Was listening to chinese radio stations in the car, emo ttm. Something about chinese songs all about love and loss. Made me so frustrated that I couldn't sleep, my mind was going haywire. ): 


About one more week till my departure #sigh #emo. 


Move on to happy things and talk about my Christmas (presents) soon. (: See you!
Saturday, December 17, 2011
Last night I slept at 2am again... Was watching Taiwanese game shows on my phone to prevent myself from thinking stupid things. Lol. Still same ol' Sue Ann.

Also I was visitng random people's  guy's facebook pages. It occur to me that I'm attracted to this one type of men. & it is because I aspire to be people like them. Being a typical Virgo, I am really picky when it comes to myself. I'm harsh towards myself. & maybe that's why my past relationship ended up like this. Maybe I was too picky with him, trying to make him perfect. Well I have learnt my lesson towards to end of our relationship but I guess it was too late.

However, I do believe that I am capable of changing that bad habit of mine. I can actually feel that that nitpicking part of me is long gone. hahah. I guess that's the one good outcome of this break up.

I know I mention about the break up at almost every post. I'm sorry about that. I don't know why all of a sudden I feel like I'm moving backwards. I do have faith that I will eventually go back to the right track again.



Today is the 17th, Christmas is coming soon, then the farewell, then my departure. Maybe it's because it's the end of the year and it's making me slightly sad. This year hasn't been really good to me. To realize that my other half hasn't been faithful for months and months before finding out just pains my heart till today. & to know that my best friends already knew what happened and none of them told me, it's almost like another stab. I don't blame you girls though, I understand.

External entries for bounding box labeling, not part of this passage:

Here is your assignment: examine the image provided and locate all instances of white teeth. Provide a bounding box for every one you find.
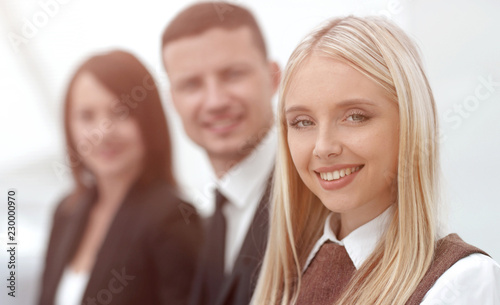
[212,119,235,128]
[319,166,360,181]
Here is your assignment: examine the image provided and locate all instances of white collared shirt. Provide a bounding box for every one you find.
[214,128,277,273]
[303,206,500,305]
[55,266,90,305]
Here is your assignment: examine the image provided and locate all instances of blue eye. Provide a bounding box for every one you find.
[288,119,314,129]
[347,113,367,123]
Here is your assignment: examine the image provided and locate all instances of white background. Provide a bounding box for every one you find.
[0,0,500,305]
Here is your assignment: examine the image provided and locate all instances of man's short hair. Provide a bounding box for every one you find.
[162,1,267,58]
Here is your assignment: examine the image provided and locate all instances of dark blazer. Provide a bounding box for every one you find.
[189,179,271,305]
[38,183,202,305]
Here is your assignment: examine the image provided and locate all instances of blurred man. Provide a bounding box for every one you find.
[162,2,280,305]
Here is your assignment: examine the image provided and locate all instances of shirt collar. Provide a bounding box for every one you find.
[304,205,394,271]
[216,128,277,209]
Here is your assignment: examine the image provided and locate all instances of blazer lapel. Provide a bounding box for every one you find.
[48,189,96,301]
[216,176,272,305]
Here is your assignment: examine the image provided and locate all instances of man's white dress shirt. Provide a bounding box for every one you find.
[212,128,277,274]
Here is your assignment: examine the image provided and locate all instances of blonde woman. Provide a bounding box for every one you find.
[253,17,500,305]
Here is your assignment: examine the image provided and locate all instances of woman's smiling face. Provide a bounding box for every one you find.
[284,54,399,233]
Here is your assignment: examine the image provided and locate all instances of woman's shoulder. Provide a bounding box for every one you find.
[421,253,500,305]
[421,234,500,305]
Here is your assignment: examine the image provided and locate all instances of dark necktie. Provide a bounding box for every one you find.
[296,242,356,305]
[207,190,227,304]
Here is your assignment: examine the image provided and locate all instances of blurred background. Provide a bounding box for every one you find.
[0,0,500,305]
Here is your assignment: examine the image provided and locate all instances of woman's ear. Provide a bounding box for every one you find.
[269,61,281,94]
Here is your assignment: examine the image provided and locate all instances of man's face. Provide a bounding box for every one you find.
[163,27,279,169]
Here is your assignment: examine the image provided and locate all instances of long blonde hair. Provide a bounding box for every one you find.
[252,16,439,305]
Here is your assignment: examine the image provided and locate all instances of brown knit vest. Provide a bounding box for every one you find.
[296,234,488,305]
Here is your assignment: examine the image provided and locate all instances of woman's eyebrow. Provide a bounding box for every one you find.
[285,98,378,114]
[336,98,378,107]
[285,105,309,114]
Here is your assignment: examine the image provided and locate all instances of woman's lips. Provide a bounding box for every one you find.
[315,164,364,190]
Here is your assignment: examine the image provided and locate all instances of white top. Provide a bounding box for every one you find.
[212,128,277,273]
[55,267,90,305]
[304,206,500,305]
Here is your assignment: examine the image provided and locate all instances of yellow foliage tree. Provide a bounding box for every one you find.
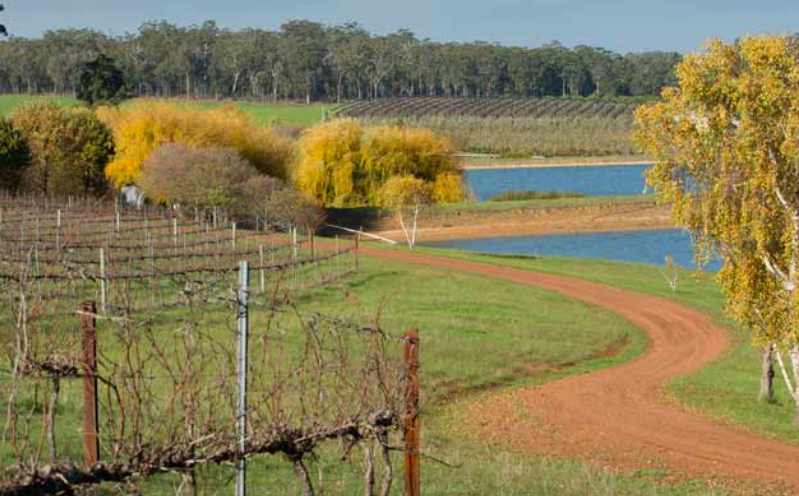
[635,36,799,424]
[378,175,433,249]
[97,100,291,187]
[294,119,466,207]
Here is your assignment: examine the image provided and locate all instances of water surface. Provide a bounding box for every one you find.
[466,164,651,201]
[425,229,720,270]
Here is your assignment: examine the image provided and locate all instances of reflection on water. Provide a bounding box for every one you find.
[425,229,720,270]
[466,165,650,201]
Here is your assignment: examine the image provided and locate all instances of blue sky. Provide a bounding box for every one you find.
[6,0,799,52]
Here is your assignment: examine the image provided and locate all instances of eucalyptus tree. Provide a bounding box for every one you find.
[280,21,327,103]
[0,20,680,101]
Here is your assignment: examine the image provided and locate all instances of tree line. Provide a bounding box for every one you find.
[0,20,681,102]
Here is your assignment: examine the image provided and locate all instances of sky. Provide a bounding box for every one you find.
[6,0,799,53]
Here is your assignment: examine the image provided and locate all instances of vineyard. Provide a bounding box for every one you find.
[337,98,635,119]
[336,98,636,158]
[0,197,418,496]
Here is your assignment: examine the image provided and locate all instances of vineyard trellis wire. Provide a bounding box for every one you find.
[0,196,418,496]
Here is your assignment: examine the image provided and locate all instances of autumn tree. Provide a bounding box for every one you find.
[138,143,258,215]
[11,102,114,196]
[243,175,325,231]
[635,36,799,425]
[98,101,291,188]
[379,176,433,249]
[0,118,30,191]
[295,119,465,207]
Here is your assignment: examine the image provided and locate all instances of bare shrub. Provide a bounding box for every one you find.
[244,176,325,231]
[139,143,258,214]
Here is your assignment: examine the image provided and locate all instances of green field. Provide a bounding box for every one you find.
[421,248,799,442]
[0,245,790,496]
[133,252,732,496]
[0,95,335,126]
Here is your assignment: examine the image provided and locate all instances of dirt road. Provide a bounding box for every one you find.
[362,246,799,488]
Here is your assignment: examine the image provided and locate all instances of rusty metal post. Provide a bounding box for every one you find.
[80,301,100,467]
[403,330,421,496]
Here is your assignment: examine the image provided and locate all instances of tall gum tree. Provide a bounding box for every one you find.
[634,36,799,425]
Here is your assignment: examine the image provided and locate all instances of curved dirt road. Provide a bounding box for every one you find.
[361,247,799,486]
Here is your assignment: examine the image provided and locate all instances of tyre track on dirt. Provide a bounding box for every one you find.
[361,246,799,486]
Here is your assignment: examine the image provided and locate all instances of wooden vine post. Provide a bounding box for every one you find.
[81,301,100,467]
[403,330,421,496]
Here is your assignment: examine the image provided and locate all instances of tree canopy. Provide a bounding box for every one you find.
[294,119,465,207]
[636,37,799,421]
[0,20,680,100]
[75,54,127,106]
[97,100,291,187]
[11,101,114,196]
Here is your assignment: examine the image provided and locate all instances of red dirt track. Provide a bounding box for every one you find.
[361,246,799,494]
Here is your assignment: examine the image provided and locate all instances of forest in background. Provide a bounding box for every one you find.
[0,20,681,102]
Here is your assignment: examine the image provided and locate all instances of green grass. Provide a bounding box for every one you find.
[491,190,585,201]
[0,95,335,126]
[406,248,799,443]
[0,252,726,496]
[128,254,728,496]
[0,95,78,117]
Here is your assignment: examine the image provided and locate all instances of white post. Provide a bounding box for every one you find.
[100,248,108,314]
[236,260,250,496]
[258,245,266,293]
[230,222,236,251]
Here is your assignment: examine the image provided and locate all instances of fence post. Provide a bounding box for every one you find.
[355,232,361,269]
[403,330,421,496]
[258,244,266,293]
[80,301,100,467]
[100,248,108,314]
[236,260,250,496]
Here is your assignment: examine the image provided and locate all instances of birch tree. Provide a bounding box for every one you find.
[380,176,432,249]
[635,36,799,426]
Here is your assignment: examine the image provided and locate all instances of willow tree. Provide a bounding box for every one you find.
[294,119,466,208]
[635,36,799,425]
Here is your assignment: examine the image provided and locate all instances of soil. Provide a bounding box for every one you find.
[370,203,674,242]
[362,246,799,494]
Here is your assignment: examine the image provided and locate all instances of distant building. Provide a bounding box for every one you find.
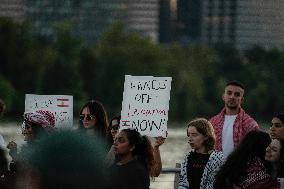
[0,0,25,22]
[126,0,159,42]
[176,0,284,49]
[26,0,159,43]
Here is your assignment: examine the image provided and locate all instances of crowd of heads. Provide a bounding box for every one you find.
[0,81,284,189]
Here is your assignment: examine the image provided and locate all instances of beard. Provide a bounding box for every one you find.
[226,101,239,110]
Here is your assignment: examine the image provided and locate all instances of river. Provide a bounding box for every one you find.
[0,122,189,189]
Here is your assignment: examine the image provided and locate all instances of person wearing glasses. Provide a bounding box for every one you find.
[79,100,108,140]
[269,113,284,139]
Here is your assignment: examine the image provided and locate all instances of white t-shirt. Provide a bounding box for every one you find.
[222,115,237,157]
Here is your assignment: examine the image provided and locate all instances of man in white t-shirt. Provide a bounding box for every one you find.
[209,81,259,157]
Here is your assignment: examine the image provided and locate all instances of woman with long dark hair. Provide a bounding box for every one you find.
[214,131,280,189]
[79,100,108,140]
[109,129,155,189]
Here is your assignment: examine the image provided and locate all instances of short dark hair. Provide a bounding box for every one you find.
[187,118,216,151]
[226,80,245,90]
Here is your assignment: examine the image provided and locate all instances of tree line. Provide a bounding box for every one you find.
[0,18,284,121]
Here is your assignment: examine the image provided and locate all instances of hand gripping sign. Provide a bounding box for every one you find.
[25,94,73,127]
[120,75,172,137]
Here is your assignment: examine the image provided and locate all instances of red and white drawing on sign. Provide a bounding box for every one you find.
[56,98,69,107]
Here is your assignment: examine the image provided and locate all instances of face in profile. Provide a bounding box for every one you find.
[110,119,119,140]
[113,131,134,157]
[80,107,96,129]
[269,117,284,139]
[22,121,34,142]
[187,126,207,153]
[265,139,281,162]
[222,85,244,109]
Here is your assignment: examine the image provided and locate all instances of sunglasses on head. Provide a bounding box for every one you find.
[79,114,95,121]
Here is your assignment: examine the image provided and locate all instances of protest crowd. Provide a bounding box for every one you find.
[0,81,284,189]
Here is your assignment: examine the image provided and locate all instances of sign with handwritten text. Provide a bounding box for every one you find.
[25,94,73,127]
[120,75,172,137]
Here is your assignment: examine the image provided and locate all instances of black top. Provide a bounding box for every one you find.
[108,160,150,189]
[187,152,210,189]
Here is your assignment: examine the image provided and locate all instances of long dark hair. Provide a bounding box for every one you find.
[79,100,108,138]
[122,129,155,176]
[214,131,271,189]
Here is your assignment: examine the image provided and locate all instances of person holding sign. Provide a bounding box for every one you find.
[7,110,55,188]
[79,100,108,140]
[105,116,166,177]
[108,129,155,189]
[178,118,224,189]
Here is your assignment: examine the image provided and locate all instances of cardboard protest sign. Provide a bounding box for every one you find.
[25,94,73,127]
[120,75,172,137]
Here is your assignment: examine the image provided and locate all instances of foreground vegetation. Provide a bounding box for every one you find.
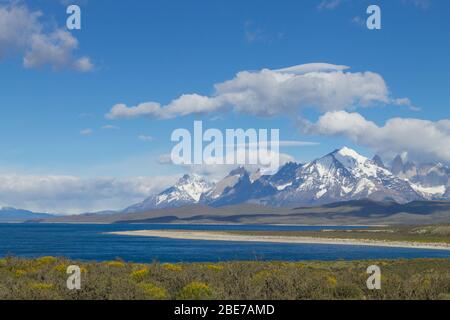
[227,224,450,244]
[0,257,450,300]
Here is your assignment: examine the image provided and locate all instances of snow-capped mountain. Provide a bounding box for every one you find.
[384,156,450,200]
[125,147,449,212]
[201,167,276,207]
[253,147,422,206]
[124,174,212,213]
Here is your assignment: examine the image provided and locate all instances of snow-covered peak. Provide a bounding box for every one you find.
[174,174,211,201]
[335,147,369,164]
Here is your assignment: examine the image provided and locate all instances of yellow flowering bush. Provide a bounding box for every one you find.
[131,268,150,281]
[139,283,168,300]
[36,256,58,265]
[327,276,337,288]
[178,281,213,300]
[206,264,223,272]
[162,263,183,272]
[105,260,125,268]
[30,282,54,290]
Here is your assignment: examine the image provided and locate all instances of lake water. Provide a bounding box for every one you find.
[0,224,450,262]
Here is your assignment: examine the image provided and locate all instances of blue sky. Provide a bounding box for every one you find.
[0,0,450,211]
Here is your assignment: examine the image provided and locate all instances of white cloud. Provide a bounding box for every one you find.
[106,63,403,119]
[102,124,120,130]
[306,111,450,163]
[0,175,176,214]
[138,134,155,142]
[0,2,93,72]
[159,146,298,181]
[80,129,94,136]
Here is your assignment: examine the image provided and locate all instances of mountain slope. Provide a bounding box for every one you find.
[124,175,211,213]
[258,147,423,206]
[0,208,55,223]
[124,147,449,213]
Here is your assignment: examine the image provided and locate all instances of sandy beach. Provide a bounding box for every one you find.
[108,230,450,250]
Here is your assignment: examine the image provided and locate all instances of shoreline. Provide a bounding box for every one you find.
[106,230,450,250]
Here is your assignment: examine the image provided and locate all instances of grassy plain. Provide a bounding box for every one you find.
[0,257,450,300]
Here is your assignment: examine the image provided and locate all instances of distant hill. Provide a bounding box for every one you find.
[0,208,54,223]
[123,147,450,213]
[35,199,450,225]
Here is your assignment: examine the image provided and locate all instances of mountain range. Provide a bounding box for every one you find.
[123,147,450,213]
[0,207,54,223]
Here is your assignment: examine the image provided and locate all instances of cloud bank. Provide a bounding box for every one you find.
[0,2,93,72]
[106,63,407,119]
[306,111,450,163]
[0,174,176,214]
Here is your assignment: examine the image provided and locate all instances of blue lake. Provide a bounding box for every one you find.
[0,224,450,262]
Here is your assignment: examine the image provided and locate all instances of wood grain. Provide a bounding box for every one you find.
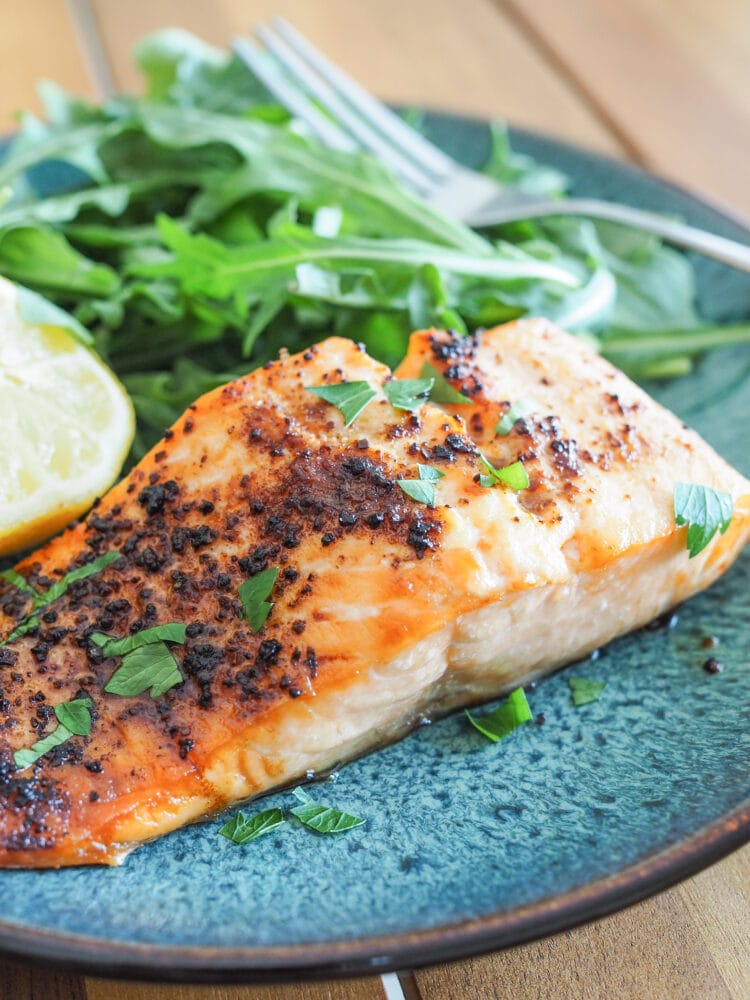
[0,0,92,131]
[93,0,622,153]
[498,0,750,212]
[85,976,385,1000]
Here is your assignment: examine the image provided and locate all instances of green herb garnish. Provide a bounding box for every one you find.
[89,622,185,656]
[104,642,185,698]
[568,677,607,708]
[0,552,120,646]
[495,399,534,437]
[307,382,377,427]
[13,698,91,771]
[479,454,529,493]
[289,788,364,833]
[419,361,471,406]
[396,465,445,507]
[383,378,435,413]
[674,483,734,559]
[237,566,279,633]
[219,809,284,844]
[466,688,532,743]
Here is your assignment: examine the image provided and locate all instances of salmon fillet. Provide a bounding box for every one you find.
[0,321,750,867]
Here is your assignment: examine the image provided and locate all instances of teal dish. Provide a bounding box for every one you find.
[0,115,750,981]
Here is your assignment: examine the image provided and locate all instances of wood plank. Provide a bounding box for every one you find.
[415,889,736,1000]
[497,0,750,212]
[93,0,622,153]
[678,845,750,1000]
[0,0,92,131]
[0,960,87,1000]
[85,976,385,1000]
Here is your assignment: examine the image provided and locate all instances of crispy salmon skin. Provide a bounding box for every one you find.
[0,321,750,867]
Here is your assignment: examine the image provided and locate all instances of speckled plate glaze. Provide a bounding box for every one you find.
[0,115,750,981]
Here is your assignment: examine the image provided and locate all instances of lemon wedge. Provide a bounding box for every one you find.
[0,278,135,555]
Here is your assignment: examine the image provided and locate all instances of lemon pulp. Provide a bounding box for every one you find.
[0,278,134,555]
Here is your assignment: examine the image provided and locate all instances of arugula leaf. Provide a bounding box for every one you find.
[219,809,284,844]
[104,642,185,698]
[289,788,365,833]
[479,454,530,493]
[13,698,91,771]
[383,378,435,413]
[495,399,534,437]
[674,483,734,559]
[466,688,532,743]
[237,566,279,633]
[568,677,607,708]
[55,698,92,736]
[306,382,377,427]
[419,361,471,406]
[396,465,445,507]
[89,622,186,656]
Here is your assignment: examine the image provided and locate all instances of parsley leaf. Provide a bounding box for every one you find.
[674,483,734,559]
[383,378,435,413]
[568,677,607,708]
[396,465,445,507]
[289,788,364,833]
[237,566,279,633]
[104,642,184,698]
[479,454,529,493]
[306,382,377,427]
[55,698,91,736]
[0,569,42,607]
[419,361,471,406]
[495,399,534,437]
[89,622,185,656]
[219,809,284,844]
[466,688,532,743]
[13,698,91,771]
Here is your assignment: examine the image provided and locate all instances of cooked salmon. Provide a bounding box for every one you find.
[0,321,750,867]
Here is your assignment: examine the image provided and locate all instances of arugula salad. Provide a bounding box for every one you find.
[0,23,750,462]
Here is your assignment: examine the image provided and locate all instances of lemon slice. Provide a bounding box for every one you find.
[0,278,134,555]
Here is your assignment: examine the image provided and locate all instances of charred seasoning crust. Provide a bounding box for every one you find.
[0,358,476,836]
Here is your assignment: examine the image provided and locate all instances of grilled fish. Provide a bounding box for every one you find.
[0,321,750,867]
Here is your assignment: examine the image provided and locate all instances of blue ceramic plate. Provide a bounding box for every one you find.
[0,115,750,980]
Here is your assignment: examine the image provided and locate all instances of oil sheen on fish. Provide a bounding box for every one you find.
[0,320,750,867]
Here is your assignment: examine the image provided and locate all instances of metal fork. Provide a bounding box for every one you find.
[233,17,750,272]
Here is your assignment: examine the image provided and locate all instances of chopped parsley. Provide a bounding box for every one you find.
[396,465,445,507]
[13,698,91,771]
[495,399,534,437]
[479,454,529,493]
[237,566,279,633]
[383,378,435,413]
[466,688,532,743]
[289,788,364,833]
[568,677,607,708]
[219,809,284,844]
[0,552,120,646]
[306,382,377,427]
[89,622,185,698]
[674,483,734,559]
[419,361,471,406]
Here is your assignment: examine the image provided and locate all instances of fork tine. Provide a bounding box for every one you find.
[255,25,434,193]
[232,38,357,152]
[271,17,455,180]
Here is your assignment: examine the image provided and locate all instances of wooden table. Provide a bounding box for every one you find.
[0,0,750,1000]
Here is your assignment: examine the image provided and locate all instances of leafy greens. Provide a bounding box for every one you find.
[0,30,750,458]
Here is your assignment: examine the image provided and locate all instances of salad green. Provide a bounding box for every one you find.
[0,30,750,458]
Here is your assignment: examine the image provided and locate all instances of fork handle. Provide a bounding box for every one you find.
[464,198,750,273]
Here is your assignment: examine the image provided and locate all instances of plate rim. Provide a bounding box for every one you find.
[0,117,750,984]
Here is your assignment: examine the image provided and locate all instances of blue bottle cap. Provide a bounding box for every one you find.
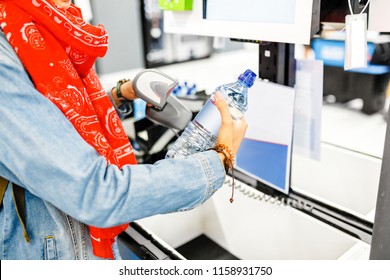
[238,69,257,87]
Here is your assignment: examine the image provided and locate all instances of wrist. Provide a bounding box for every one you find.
[111,79,135,107]
[213,144,234,172]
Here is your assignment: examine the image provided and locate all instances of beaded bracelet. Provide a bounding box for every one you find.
[111,79,130,100]
[213,144,234,203]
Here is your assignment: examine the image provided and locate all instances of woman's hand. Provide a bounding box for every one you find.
[111,80,138,106]
[214,92,248,161]
[121,80,138,100]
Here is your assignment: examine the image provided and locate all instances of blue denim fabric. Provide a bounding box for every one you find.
[0,30,225,259]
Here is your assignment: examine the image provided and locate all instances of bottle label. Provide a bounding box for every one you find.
[194,98,222,137]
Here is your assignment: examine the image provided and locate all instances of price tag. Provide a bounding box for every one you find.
[344,13,367,70]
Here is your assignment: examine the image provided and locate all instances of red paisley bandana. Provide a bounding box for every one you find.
[0,0,136,258]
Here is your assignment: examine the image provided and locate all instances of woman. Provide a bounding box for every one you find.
[0,0,246,259]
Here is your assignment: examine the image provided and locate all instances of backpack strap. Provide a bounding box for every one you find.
[0,177,30,243]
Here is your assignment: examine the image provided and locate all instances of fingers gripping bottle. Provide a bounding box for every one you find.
[166,69,256,159]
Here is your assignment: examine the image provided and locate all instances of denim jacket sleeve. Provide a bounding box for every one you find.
[0,30,225,227]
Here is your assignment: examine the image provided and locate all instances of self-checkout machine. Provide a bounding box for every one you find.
[119,0,390,260]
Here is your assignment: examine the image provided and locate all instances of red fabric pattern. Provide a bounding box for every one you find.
[0,0,136,258]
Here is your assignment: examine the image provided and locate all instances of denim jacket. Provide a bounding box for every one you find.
[0,29,225,259]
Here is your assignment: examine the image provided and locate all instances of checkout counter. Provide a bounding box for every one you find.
[102,44,386,260]
[95,0,390,260]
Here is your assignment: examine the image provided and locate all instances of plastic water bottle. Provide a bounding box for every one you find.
[166,69,256,159]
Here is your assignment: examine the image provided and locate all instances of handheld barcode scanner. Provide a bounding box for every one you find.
[133,69,178,110]
[133,69,192,130]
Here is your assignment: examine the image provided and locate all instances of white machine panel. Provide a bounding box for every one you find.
[164,0,313,44]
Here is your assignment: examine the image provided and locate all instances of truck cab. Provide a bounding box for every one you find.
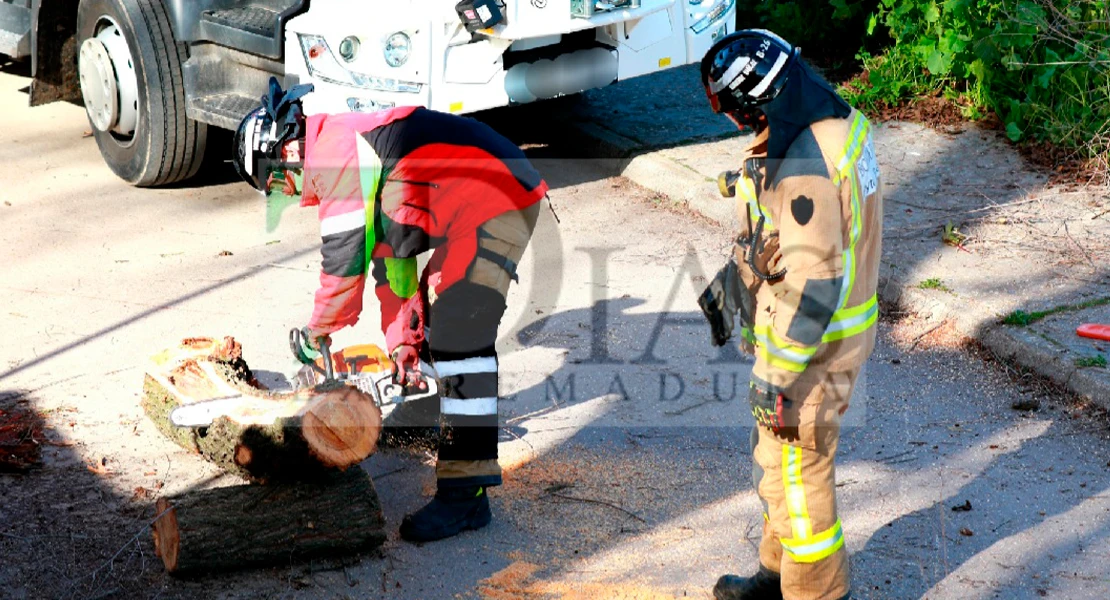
[0,0,735,185]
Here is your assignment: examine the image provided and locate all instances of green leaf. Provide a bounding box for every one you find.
[926,50,948,75]
[923,1,940,23]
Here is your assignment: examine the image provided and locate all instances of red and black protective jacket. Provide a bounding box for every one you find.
[301,106,547,352]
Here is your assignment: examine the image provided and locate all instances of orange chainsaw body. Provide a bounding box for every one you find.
[1076,323,1110,342]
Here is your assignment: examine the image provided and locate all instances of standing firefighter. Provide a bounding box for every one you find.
[236,81,547,541]
[702,30,882,600]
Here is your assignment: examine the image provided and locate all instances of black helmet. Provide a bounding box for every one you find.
[232,78,313,193]
[702,29,801,112]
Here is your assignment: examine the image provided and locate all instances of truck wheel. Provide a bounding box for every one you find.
[77,0,208,186]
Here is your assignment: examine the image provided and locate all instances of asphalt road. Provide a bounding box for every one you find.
[0,57,1110,599]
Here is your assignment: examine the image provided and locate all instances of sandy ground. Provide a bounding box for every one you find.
[0,59,1110,600]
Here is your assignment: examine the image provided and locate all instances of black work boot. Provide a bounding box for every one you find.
[713,565,783,600]
[401,486,493,541]
[377,396,440,450]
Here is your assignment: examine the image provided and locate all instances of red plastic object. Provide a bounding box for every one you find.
[1076,323,1110,342]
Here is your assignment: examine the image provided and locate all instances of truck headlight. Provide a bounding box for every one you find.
[296,33,422,93]
[340,35,362,62]
[382,31,412,67]
[690,0,736,33]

The funny thing is, even after all this things you have done to me, I don't hate you. Well I do hate you, but I don't hold a vengeance against you, nor do I want any revenge. It's not anger, it's more like disappointment. Yeah.


The days to my departure are quietly inching closer and closer everyday. At first I'm really excited, but I can feel the reluctance to leave taking over this excitement. I will miss you so much mum and dad. I'm actually tearing as I type this. I'm sorry that you have to be worried about me, and I'm sorry that you have to miss me. I won't let you down, I promise. I will miss my siblings to much, they make me smile everyday! & I feel really happy when I get to hang out with them - just listening to the songs in my iTunes library and cracking some lame jokes. They are the only ones who understands my humor without me feeling like a stupid person.




The feelings I have right now is ineffable. There are so many sad things happening at one go. At least that's what it feels like.

I'm going to Ikea now with Jia Jia. For some retail therapy, and buying materials to make gifts for my friends. Loving other people makes my day a little brighter.

Oh. & Dinner with Chia Li & Mel.

I'm so thankful to have friends in my life.  Oh, and Christmas too. I don't know why this year I feel like it's so important to celebrate Christmas. At times like these, I hold on to, and leech off, every reason to I have to be happy.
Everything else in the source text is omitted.